Post category: Blackcurrants
Varieties
The main criteria for selecting varieties of currants for the home garden are size and growth habit of bush; season of flowering and fruiting; reliability, size and quality of crop, and susceptibility or resistance to diseases and pests. ‘Ben Sarek’ is one of the best blackcurrants for the home garden. It has a very compact growth habit and produces heavy yields (4-5 kg\bush) of large juicy fruits. Because of its late flowering, it has considerable of frost tolerance and reliability of cropping. Ben Sarek is one to the few varieties that is fully resistant to mildew. Other good blackcurrant varieties include ‘Ben Lomand’, ‘Ben Connan’ and the very late flowering ‘Jet’, which is more suitable for frosty areas.
Planting
Blackcurrants prefer full sunshine but can tolerate a little shade for part of the day. Shelter must be provided. Frost is a danger for blackcurrants because they flower early. These are likely to be disappointing at elevations over 200 metres above sea level.
’Ben Lomond’ blackcurrants
Good, fertile, well-drained but moisture-retentive, slightly acid soil is the ideal for blackcurrants. Poor soil can be made fertile by applying organic manures and fertiliser. Limy soil is fine, as long as it is well-drained. Blackcurrants do well in a medium-heavy soil. The ground should be completely free of perennial weeds before planting.
Care after planting
Keep the ground free of weeds by hoeing for the first year. They dislike the soil disturbance that is inevitable with hoeing so hoe as lightly as possible or use mulches.
Each spring, feed blackcurrants with 70 grams of general fertiliser per square metre.

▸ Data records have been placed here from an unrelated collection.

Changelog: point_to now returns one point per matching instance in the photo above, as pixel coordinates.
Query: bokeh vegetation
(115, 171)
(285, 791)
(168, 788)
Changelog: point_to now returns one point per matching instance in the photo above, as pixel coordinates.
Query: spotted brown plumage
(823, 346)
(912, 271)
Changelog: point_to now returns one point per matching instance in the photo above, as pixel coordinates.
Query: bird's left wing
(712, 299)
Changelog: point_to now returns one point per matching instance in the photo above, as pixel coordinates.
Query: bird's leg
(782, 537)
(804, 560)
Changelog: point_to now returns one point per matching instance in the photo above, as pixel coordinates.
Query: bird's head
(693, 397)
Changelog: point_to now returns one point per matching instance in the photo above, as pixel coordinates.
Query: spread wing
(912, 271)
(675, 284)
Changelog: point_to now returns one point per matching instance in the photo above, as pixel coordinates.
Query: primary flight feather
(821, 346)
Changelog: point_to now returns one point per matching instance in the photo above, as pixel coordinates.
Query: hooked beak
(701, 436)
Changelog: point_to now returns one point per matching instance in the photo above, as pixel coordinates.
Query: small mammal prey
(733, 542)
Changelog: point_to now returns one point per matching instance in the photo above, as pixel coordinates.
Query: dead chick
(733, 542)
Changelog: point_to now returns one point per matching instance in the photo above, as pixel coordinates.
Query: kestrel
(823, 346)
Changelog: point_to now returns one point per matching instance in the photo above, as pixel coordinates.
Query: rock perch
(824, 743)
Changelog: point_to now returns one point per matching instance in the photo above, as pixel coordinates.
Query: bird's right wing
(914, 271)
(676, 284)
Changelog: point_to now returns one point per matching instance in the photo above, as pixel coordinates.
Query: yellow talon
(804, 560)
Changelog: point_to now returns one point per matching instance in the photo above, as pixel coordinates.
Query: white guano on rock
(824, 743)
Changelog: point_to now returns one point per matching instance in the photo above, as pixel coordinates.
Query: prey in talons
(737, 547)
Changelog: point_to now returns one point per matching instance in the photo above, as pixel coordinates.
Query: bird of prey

This should be followed by a heavy dressing of well-rotted manure or compost, which helps to keep weeds down and conserves moisture in summer. Blackcurrants are heavy feeders.
Consider watering the bushes if the summer is very dry, especially in the early years. The first fruit is produced in the second season after planting, and full cropping is reached after five years. At this stage, each bush will produce 3 – 5 kilos of fruit.
Varieties
Pruning
Blackcurrants carry most of their fruit on young shoots. The shoots produced in one year carry flowers and fruit the second year. Pruning aims to provide a good supply of young shoots by removing a proportion of the older shoots each year. Carry out pruning after fruiting, although usually it is done in winter, being made easier by the absence of leaves.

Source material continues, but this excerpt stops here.